Obvious points

post by KatjaGrace · 2013-08-24T18:56:21.000Z · LW · GW · 0 comments

As mentioned previously, pointing out obvious things seems embarrassing to me. However, it also often seems very valuable. That might seem obvious to you. Even so, this post will elaborate on this obvious point.

The set of things an intellectual would like to claim are obvious will tend to be much larger than the set that is reliably casually inferable by a random person with three minutes to devote to the issue. It is probably even much larger than the set of things reliably inferable by that intellectual earlier in their life. Many questions have obvious answers, while the questions themselves are not obvious. Many questions are obviously important once you notice them, but were not salient beforehand. Many points are obvious intellectually, yet not automatically integrated into one’s worldview and actions. And arguably, the more important and true and valuable a point, the more likely it is to look obvious once you know it.

I sometimes think of considerations that are so obvious to me now that I can barely articulate the converse, yet which it seems I must have been unaware of when younger. In general, if something is too incoherent to articulate, this seems like a strong mark against its appropriateness as a focus of discussion. It’s falsity is probably obvious. So I’m not very inclined to write blog posts about such topics. Yet it would usually have been very valuable for my younger self to read such a post – I’d guess more than hundreds of times as valuable as it is costly for me to write such posts, which is much worse again than the cost to more knowledgeable readers of seeing a discussion of something they already knew. And unless I am unusually dense (in which case my blogging strategy seems unimportant), others probably make similar errors to the ones I seem to have made. So it seems probably socially beneficial to write posts about points as obvious as those.

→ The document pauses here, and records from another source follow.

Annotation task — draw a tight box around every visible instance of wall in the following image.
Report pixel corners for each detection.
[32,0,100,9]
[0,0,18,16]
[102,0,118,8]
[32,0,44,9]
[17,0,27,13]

If writing obvious things is costly to the author, does it matter much that it is socially beneficial? It makes more difference than you might suppose: if the author endorses writing socially beneficial obvious things, then when others see the author writing obvious things, they should less infer that the author thought the point was non-obvious (as long as endorsing this coincides at all with writing things that seem obvious, which appears plausible). On that note then, I just wanted to say how important I think writing obvious things is.